# My next door neighbours & cruelty to bunnies



## SaharaS (26 March 2013)

Well..I'm struggling here. 

I see the run & hutch..inside which live two rabbits..and a blue tarp over it all several layers thick covering it completely...the hutch is currently in the run..which is about the same size as a chest freezer...not big. there are logs & bricks on top to keep the tarp down. The daughter dashes out for half a minute twice a day & chucks feed in.

What a dismal life...well..existence.

They have lived like this since before autumn. A dismal dark little world. Makes me incredibly sad. To be honest..I have been out at feed times doing my horses so wasn't until Mum came to stay (is here now)that she noticed from her window..I just know that the covered hutch has been the same thru the autumn & winter till now and if there is feeding going on..the rabbits are obviously still alive & I've never once seen them out as i used to in summer or even last winter(when they were daily trying to commit suicide by running into my garden to try & get hit by my speeding dog-now I know why.)

My house is for sale..wondering if a viewer could possibly have spotted it or my estate agent...and if the RSPCA would do anything or who else I could call? Any bunny welfare organisations?


----------



## Red30563 (26 March 2013)

That sounds very sad and not the right conditions for happy bunnies. 
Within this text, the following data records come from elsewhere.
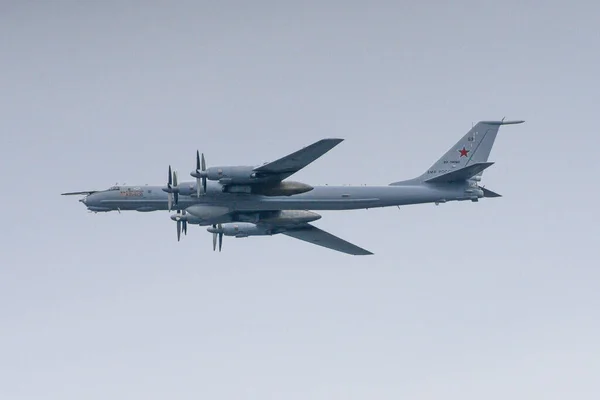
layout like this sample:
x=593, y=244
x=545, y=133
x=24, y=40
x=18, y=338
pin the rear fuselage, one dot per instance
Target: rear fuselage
x=153, y=198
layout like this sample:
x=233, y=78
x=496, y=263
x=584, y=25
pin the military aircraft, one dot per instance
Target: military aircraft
x=242, y=201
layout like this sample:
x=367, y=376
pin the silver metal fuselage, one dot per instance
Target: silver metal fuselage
x=153, y=198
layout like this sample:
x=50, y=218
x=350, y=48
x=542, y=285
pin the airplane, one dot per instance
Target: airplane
x=243, y=201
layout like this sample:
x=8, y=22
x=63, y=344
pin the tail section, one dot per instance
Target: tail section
x=469, y=154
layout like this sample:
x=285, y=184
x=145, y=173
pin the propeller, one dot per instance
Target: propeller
x=200, y=173
x=218, y=233
x=181, y=223
x=172, y=188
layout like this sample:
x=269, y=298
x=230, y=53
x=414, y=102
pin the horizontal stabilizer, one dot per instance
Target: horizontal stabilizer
x=461, y=174
x=489, y=193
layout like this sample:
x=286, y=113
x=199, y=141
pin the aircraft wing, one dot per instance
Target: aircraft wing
x=294, y=162
x=314, y=235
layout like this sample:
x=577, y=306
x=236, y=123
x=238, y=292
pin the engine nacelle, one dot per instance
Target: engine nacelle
x=240, y=229
x=231, y=175
x=285, y=188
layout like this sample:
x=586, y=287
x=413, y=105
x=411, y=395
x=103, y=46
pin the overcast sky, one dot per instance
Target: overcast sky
x=497, y=299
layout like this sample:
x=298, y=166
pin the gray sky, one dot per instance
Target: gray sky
x=492, y=300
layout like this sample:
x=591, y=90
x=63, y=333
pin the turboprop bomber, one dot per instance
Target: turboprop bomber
x=243, y=201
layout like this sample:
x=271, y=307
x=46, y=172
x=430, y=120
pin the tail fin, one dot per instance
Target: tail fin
x=473, y=148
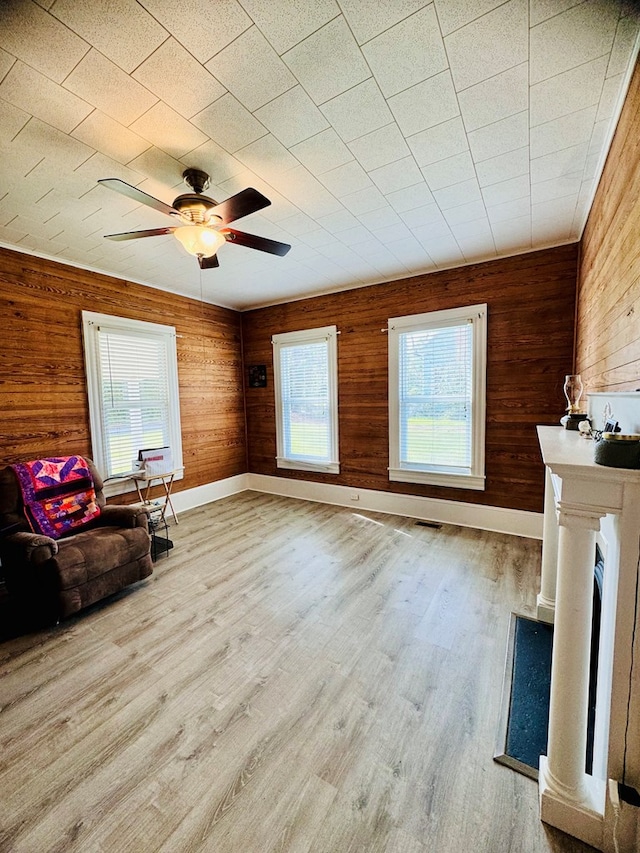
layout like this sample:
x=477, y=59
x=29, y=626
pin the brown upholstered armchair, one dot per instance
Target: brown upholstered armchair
x=53, y=578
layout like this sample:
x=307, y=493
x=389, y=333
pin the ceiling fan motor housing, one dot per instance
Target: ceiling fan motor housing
x=194, y=209
x=196, y=179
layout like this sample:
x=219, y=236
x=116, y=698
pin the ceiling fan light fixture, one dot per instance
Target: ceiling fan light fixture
x=199, y=240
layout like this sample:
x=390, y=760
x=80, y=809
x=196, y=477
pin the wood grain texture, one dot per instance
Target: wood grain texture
x=294, y=678
x=43, y=398
x=608, y=317
x=531, y=304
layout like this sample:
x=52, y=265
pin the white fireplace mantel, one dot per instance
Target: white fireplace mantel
x=584, y=502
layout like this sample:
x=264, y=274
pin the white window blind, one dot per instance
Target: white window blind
x=437, y=397
x=132, y=381
x=305, y=367
x=135, y=396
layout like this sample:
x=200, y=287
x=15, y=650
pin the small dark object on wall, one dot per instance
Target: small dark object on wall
x=258, y=376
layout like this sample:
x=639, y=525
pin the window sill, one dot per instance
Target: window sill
x=299, y=465
x=432, y=478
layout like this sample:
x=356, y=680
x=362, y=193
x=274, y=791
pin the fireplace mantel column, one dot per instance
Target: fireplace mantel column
x=563, y=775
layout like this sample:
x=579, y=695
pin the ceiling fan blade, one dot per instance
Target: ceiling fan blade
x=252, y=241
x=137, y=195
x=239, y=205
x=133, y=235
x=208, y=263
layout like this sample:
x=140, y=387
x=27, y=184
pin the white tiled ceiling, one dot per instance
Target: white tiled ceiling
x=392, y=136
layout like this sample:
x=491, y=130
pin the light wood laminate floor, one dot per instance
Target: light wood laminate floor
x=293, y=677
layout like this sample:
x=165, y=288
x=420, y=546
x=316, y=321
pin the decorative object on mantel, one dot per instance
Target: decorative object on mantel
x=573, y=389
x=618, y=450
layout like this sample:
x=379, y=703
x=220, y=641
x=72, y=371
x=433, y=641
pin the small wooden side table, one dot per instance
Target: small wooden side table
x=144, y=481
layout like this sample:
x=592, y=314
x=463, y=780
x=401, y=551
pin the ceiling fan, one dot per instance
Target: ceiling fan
x=201, y=218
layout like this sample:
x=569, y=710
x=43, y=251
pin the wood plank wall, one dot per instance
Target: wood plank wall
x=531, y=303
x=43, y=398
x=608, y=318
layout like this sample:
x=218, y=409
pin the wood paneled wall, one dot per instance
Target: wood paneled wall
x=608, y=319
x=43, y=397
x=531, y=303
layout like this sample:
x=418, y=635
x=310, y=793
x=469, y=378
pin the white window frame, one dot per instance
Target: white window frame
x=328, y=334
x=91, y=324
x=474, y=477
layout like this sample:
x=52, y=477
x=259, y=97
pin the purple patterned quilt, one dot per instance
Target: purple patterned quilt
x=58, y=494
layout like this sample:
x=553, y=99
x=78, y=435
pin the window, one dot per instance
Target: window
x=132, y=380
x=437, y=382
x=306, y=387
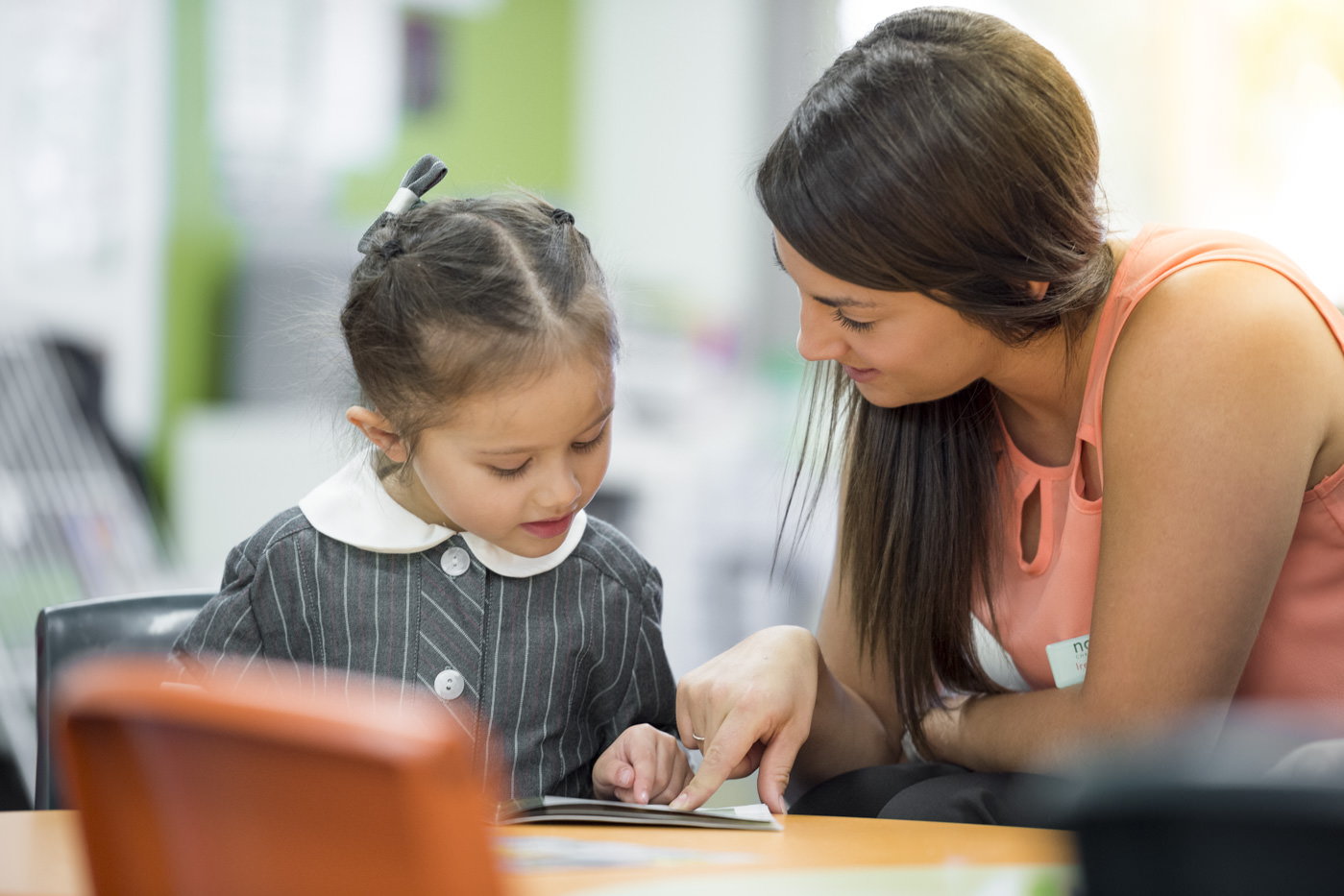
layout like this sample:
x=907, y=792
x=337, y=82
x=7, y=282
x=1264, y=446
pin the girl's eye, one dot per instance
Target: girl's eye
x=858, y=327
x=592, y=445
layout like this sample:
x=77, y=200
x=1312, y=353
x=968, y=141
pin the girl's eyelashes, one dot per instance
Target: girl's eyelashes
x=858, y=327
x=511, y=473
x=593, y=444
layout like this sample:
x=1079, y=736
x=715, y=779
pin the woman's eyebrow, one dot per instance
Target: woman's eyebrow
x=828, y=303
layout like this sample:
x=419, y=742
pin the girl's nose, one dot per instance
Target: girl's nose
x=819, y=336
x=562, y=489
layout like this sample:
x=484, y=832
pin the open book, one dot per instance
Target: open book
x=549, y=809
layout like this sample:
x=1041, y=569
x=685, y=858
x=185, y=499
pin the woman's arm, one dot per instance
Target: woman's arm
x=1223, y=404
x=794, y=707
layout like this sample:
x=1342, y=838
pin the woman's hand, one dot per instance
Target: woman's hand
x=750, y=708
x=644, y=764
A quick google finds this charity

http://www.rabbitwelfare.co.uk/index.php

They have a helpline number on the contact page. Might be worth a call.


----------



## bonny (26 March 2013)

I think lots of rabbits have a sad and dull existence shut in a cage or a small run and ignored most of the time once the novelty of looking after them has gone off. Welfare organisations wouldn't get involved as long as the rabbits were fed, watered etc.....at the end of the day most rabbits are kept like you've described.


----------



## Moomin1 (26 March 2013)

They are quite possibly covered up most of the time due to the awful weather conditions this winter.


----------



## SaharaS (26 March 2013)

Red30563 said:



			That sounds very sad and not the right conditions for happy bunnies. 
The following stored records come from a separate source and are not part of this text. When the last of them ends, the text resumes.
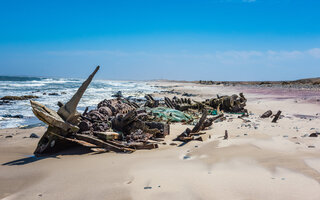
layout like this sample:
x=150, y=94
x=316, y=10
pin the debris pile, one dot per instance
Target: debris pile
x=123, y=125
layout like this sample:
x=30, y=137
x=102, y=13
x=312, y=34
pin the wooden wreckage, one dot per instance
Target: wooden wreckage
x=121, y=125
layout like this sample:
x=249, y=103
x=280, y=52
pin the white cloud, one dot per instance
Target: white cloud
x=315, y=52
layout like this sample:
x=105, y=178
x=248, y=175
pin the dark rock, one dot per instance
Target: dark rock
x=188, y=95
x=18, y=98
x=33, y=135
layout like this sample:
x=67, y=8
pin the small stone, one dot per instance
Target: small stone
x=33, y=135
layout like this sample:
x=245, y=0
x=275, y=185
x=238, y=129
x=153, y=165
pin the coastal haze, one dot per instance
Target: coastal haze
x=212, y=99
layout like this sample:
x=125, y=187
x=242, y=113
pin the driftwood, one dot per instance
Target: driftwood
x=103, y=144
x=266, y=114
x=276, y=117
x=63, y=123
x=199, y=126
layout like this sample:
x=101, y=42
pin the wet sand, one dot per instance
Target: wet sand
x=260, y=160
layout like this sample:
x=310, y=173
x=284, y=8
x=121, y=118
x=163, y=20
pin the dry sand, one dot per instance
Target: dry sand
x=260, y=160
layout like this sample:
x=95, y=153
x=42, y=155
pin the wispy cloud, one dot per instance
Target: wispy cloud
x=231, y=54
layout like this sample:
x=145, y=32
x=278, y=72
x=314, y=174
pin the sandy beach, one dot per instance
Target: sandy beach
x=259, y=160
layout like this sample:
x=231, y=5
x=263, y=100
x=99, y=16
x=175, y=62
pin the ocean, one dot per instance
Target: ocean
x=97, y=91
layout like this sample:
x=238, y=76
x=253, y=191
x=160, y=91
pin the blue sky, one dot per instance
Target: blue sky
x=160, y=39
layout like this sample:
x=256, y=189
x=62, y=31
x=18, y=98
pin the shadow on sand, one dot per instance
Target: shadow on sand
x=79, y=150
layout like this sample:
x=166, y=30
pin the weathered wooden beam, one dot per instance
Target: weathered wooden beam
x=103, y=144
x=199, y=125
x=266, y=114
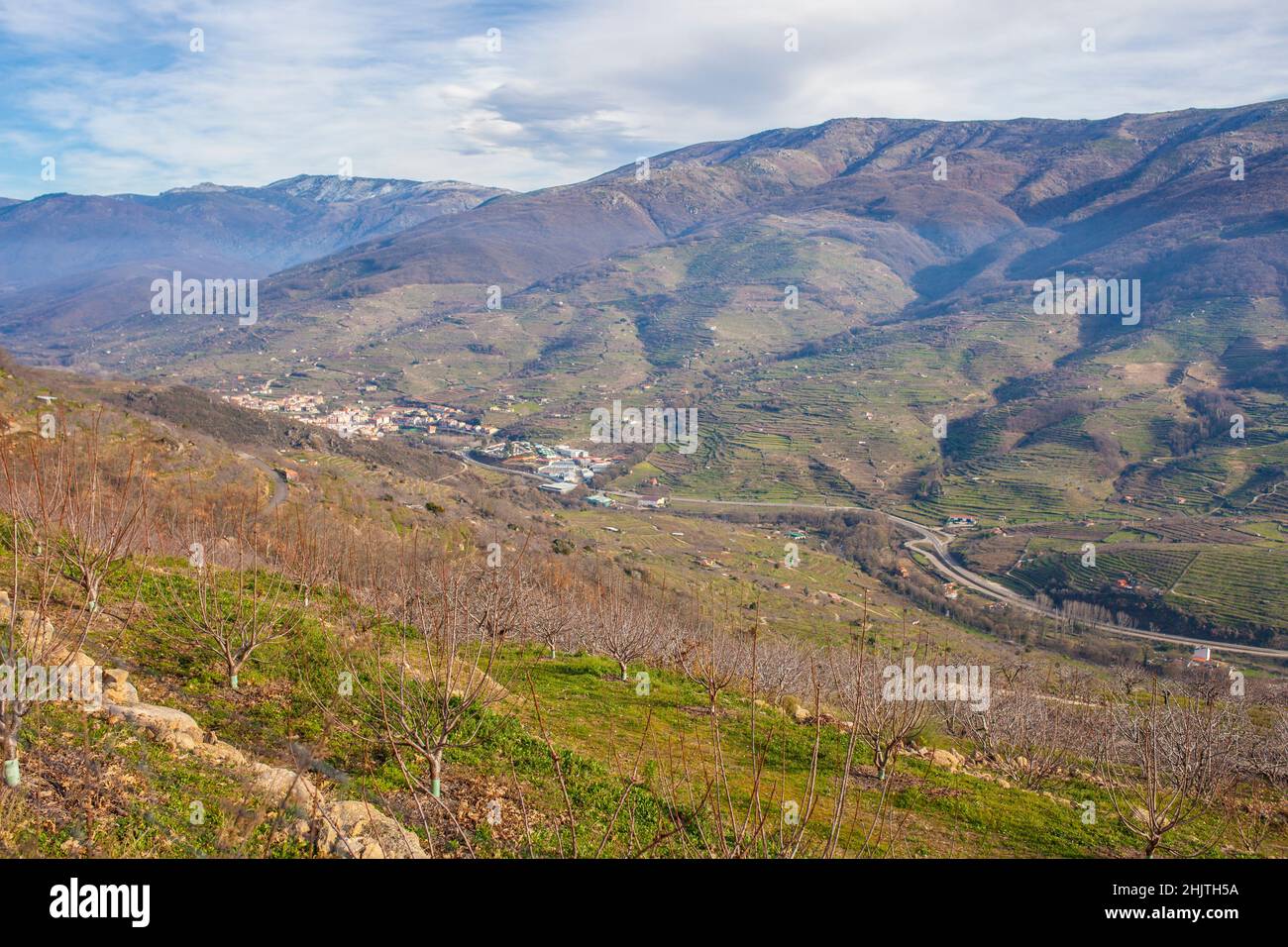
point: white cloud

A quick google finds this charity

http://www.rabbitwelfare.co.uk/index.php

They have a helpline number on the contact page. Might be worth a call.
		
Click to expand...

Thank you



bonny said:



			I think lots of rabbits have a sad and dull existence shut in a cage or a small run and ignored most of the time once the novelty of looking after them has gone off. Welfare organisations wouldn't get involved as long as the rabbits were fed, watered etc.....at the end of the day most rabbits are kept like you've described.
		
Click to expand...


I do agree tho its not simply the being shut in bit..its almost battery hen status..just without the eggs. Sorry if this sounds harsh Bonny, but I have to say I have NEVER seen rabbits kept like this..they will be like sardines in the hutch & I'm surprised if the two can turn easily..tho that would help keep them warm if nothing else..the whole set up is no higher than a foot from floor to ceiling..hutch & run included...not to mention the fact it has remained stationary & I can see the state of the wet ground/lawn & dread to think what they are living on floor wise. As with my other post the other day, I think you see life thru a very optimistic pair of 'see good in all glasses' -were this the case (for both posts), though I really wish it were... I can assure you I really would not have bothered posting


----------



## SaharaS (26 March 2013)

Moomin1 said:



			They are quite possibly covered up most of the time due to the awful weather conditions this winter.
		
Click to expand...

I thought that they had long gone to be fair..I have not once seen the hutch uncovered since before autumn so presumed they were gone..I work from the study/bedroom daily and it over looks their garden & the rabbit dungeon very clearly.. the tarp is weighted down all round, all the time..no fresh air exchange or ventilation or anything I could use the word 'fresh' about..this is more than covered up some of the time.. 

Sorry if I'm sounding snarly, I'm not..just very tired & feel bad about what I can see but can't fix..


----------



## catxx (27 March 2013)

You can call an RSPCA officer out to investigate - but as long as it has shelter, food and water they generally don't give a hoot.

Have you tried actually talking to your neighbours? Casual convo and ask how their bunnies are doing in this awful weather? Maybe ask if they need any extra bits of hay for them? fishing to see when they were last cleaned out?

My rabbits are covered with plastic and tarp, but their run is open sided and they're out round the rest of the garden twice a day.


----------



## ilvpippa (29 March 2013)

Mine is covered when its awful as it blows into his cage & he hides so won't eat or drink! he is quite a grumpy bun so he tells me when I can go pick him up & bring him inside for a run around


----------